The U.S. government will wait a little bit longer before putting part of its plan to jumpstart lending and spark the economy into action.
The U.S. Treasury Department said Monday it is extending a key deadline to give private investment firms more time to participate in a program to buy bad investments, also known as "toxic assets."
U.S. officials have said banks are reluctant to lend money to businesses and consumers because they own too many of these bad investments.
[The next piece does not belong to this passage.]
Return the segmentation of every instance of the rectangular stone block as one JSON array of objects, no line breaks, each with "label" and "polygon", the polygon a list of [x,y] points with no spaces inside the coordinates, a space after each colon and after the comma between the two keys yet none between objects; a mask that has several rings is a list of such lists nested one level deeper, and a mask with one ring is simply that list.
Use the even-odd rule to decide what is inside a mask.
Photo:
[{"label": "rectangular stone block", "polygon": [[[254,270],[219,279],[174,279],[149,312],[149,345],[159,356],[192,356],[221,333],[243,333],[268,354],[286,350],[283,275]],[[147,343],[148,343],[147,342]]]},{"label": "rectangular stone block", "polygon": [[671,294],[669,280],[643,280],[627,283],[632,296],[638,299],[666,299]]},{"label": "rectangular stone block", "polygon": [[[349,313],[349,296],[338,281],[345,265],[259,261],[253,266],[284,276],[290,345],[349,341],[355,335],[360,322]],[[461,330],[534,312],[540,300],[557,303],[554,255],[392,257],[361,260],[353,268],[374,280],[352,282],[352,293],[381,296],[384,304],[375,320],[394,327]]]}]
They hope that buying the bad investments from the banks will ease tight credit markets.
The Treasury Department also said it is relaxing some of the requirements to enable more firms to participate.
Treasury Department officials have been studying the health of banks across the U.S. to determine which banks need the most help.
"The Wall Street Journal" reported regulators plan to meet early this week to determine how to interpret the results of the so-called "stress tests."
Meanwhile, the U.S. Federal Reserve and four other central banks in Japan, Switzerland, Britain and the European Union have made a deal to help improve the flow of credit.
The banks said they have agreed to exchange billions of dollars worth of currency (a currency swap), which can then be lent to troubled financial institutions if needed.
On Sunday, U.S. Treasury Secretary Timothy Geithner said he would be willing to oust top officials at banks that need "exceptional" help from the government.
During the interview on U.S. television (CBS' "Face the Nation" program), Geithner said the government would not hesitate to require a change in management to make sure the banks take necessary steps to get stronger.
Some information for this report was provided by AFP, AP and Reuters.